❄️Data Lake

API Playground builds data lake infrastructure to index blockchain structure, semi-structured and unstructured data as the Web3 backbone

A data lake is a method of storing data in a natural format in a system or repository that helps to configure data in a various schema and structured forms, usually as object blocks or files. The main idea of a data lake is the unified storage of all data in the protocol, transforming it from raw data to target data for various tasks such as visualization, analytics, and reporting.

Data in a data lake includes structured data (relational database data), semi-structured data (CSV, XML, JSON, etc.), unstructured data (emails, documents, PDFs), and binary data (images, audio, video), resulting in a centralized data store that holds all forms of data.

In essence, a data lake is an enterprise data architecture approach, and the physical implementation is a data storage platform to manage the storage of massive, multi-chain, multi-discipline data in an enterprise and support rapid processing and analysis of the data.

In terms of implementation, Hadoop is currently the most commonly used technology for deploying data lakes, but it does not mean that a data lake means a Hadoop cluster. In order to cope with the characteristics of different business needs, MPP database + Hadoop cluster + traditional data warehouse this "hybrid" architecture of the data lake is also more and more appear in the enterprise information construction planning.

A data lake needs to provide sufficient data storage capacity, a storage that holds all the data in an enterprise/organization.

A data lake can store large amounts of any type of data, including structured, semi-structured and unstructured data.

The data in the data lake is the original data, a complete copy of the business data. The data in the data lake maintains their original appearance in the business system. The data lake needs to have complete data management capability (complete metadata), which can manage all kinds of data-related elements, including data sources, data formats, connection information, data schema, permission management, etc.

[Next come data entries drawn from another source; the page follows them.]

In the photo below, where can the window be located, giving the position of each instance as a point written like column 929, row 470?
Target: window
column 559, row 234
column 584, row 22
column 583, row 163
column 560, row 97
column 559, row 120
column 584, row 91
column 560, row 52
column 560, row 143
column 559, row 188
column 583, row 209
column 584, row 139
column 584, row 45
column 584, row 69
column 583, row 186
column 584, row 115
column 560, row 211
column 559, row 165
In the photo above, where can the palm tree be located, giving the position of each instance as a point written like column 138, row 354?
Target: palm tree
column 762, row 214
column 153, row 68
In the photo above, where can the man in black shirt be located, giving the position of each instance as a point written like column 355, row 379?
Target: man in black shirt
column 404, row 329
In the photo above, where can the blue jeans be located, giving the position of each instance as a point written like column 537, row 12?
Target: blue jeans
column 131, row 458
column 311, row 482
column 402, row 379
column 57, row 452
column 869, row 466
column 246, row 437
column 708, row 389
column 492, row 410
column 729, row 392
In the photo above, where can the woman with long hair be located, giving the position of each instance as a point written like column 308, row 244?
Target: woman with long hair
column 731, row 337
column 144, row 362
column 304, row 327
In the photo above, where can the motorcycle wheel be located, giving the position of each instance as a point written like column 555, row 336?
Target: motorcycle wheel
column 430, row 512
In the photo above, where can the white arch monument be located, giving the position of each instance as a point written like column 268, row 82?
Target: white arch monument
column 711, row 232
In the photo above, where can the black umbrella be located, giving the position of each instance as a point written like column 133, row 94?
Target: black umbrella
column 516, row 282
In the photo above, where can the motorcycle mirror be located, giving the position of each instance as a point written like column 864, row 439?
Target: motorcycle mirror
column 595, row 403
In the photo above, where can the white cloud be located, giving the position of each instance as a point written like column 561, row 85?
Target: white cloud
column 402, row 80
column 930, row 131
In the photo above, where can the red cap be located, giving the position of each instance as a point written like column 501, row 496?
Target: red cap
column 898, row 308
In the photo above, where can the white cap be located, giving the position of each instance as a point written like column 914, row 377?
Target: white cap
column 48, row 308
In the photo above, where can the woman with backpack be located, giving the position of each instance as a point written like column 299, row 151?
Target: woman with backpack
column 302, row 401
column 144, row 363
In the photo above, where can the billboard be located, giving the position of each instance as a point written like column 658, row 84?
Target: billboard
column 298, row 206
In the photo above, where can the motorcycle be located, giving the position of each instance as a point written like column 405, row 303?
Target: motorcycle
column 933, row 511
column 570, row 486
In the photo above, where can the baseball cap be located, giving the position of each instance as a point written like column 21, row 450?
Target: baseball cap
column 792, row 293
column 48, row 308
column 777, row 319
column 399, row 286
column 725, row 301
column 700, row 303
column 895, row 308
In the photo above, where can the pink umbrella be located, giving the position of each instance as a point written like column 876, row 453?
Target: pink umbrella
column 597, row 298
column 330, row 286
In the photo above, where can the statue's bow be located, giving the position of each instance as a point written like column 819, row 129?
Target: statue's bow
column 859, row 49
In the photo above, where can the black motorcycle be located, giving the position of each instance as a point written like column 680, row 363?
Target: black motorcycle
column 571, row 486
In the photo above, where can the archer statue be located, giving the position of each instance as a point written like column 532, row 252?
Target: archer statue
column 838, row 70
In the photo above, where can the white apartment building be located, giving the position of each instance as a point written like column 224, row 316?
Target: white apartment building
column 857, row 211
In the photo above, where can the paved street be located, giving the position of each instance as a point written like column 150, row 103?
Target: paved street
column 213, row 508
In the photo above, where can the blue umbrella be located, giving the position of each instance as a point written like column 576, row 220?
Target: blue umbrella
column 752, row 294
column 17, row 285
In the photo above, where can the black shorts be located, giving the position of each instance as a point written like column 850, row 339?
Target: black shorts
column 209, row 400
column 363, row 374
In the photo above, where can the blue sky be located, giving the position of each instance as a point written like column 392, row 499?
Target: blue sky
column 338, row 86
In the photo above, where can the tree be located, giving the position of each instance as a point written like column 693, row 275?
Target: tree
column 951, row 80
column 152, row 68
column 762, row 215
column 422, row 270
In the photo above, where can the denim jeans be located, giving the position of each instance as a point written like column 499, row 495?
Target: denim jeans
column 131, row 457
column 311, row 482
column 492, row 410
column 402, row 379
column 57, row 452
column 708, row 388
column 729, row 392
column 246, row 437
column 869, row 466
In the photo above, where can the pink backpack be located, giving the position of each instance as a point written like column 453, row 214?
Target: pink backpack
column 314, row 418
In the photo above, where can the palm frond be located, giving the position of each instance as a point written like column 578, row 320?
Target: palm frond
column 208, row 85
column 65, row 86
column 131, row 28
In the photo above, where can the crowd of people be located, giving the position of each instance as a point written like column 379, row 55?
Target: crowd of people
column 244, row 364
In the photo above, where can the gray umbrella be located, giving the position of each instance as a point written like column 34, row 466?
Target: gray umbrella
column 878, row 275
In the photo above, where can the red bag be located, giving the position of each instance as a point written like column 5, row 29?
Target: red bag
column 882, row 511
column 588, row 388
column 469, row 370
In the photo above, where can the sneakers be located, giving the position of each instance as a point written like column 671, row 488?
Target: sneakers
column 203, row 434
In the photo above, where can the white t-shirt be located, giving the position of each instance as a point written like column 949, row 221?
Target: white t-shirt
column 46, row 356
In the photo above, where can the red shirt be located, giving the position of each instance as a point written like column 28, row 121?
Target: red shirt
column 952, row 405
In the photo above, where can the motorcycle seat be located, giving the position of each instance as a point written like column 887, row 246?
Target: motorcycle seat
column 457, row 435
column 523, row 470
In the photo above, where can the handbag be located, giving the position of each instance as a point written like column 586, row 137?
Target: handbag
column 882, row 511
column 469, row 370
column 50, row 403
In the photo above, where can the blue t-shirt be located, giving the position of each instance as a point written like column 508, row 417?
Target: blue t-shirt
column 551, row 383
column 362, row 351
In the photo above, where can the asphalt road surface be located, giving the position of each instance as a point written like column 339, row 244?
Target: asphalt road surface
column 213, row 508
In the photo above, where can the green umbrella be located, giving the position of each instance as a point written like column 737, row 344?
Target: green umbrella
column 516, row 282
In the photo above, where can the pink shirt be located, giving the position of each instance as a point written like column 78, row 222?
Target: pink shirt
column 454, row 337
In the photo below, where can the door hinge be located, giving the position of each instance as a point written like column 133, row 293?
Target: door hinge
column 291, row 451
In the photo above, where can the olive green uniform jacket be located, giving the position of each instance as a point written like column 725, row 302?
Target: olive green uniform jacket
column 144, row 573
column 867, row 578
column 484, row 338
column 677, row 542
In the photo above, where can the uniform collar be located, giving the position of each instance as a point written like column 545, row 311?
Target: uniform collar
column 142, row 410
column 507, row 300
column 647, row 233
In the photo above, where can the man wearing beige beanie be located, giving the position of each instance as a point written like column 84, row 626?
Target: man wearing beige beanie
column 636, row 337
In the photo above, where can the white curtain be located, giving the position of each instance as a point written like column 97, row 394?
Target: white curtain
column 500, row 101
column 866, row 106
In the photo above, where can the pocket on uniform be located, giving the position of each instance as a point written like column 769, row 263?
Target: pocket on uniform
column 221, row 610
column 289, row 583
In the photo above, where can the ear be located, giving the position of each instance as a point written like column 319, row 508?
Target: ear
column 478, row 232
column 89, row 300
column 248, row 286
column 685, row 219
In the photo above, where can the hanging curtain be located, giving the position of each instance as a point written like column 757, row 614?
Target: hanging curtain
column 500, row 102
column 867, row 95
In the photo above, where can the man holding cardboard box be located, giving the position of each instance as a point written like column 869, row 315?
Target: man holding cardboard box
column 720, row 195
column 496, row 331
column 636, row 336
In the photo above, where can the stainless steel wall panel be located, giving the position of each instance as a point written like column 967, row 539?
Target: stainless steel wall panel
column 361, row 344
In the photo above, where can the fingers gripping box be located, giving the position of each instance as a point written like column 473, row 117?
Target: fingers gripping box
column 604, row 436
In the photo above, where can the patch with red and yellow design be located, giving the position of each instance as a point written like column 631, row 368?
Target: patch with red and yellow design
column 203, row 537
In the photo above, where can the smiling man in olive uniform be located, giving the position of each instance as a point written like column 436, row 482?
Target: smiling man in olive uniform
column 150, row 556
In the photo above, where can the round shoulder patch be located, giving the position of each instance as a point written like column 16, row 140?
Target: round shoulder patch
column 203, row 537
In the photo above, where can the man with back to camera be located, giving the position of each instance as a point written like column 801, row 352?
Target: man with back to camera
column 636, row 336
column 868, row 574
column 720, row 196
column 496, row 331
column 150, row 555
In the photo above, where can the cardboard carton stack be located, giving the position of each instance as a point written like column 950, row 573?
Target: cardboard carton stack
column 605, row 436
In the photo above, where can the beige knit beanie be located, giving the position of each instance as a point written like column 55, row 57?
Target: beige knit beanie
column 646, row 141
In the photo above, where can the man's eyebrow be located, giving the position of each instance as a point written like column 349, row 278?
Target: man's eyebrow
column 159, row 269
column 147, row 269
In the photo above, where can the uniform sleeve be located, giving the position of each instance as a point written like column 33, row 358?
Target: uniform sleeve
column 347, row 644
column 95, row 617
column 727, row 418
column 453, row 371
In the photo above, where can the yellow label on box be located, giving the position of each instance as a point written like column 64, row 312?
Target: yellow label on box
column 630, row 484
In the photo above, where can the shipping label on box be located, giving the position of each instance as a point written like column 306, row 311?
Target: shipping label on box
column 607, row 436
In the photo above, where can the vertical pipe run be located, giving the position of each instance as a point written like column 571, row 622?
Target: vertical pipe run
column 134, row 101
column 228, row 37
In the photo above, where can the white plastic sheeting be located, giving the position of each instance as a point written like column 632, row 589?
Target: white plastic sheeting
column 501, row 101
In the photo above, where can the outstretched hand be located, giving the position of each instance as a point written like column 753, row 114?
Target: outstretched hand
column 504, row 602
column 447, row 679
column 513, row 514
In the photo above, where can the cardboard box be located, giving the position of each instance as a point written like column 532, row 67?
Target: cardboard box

The data lake needs to have diverse analysis capabilities, including but not limited to batch processing, streaming computing, interactive analysis, and machine learning; at the same time, it also needs to provide certain task scheduling and management capabilities.

The data lake needs to have a complete data lifecycle management capability. Not only does it need to store the original data, but also needs to be able to save the intermediate results of all kinds of analysis and processing, and to record the complete analysis and processing process of the data, so that it can help users trace the generation process of any piece of data in complete detail.

The data lake needs to have perfect data acquisition and data distribution capabilities. The data lake needs to be able to support a variety of data sources and obtain full/incremental data from relevant data sources; then standardize the storage. The data lake can push the results of data analysis and processing to the appropriate storage engine to meet different application access requirements.

For multichain data support, the data lake needs to recognize the current consensus state of chains as well as the weights of any forks, in order to ensure that information is not provided until sufficiently finalized.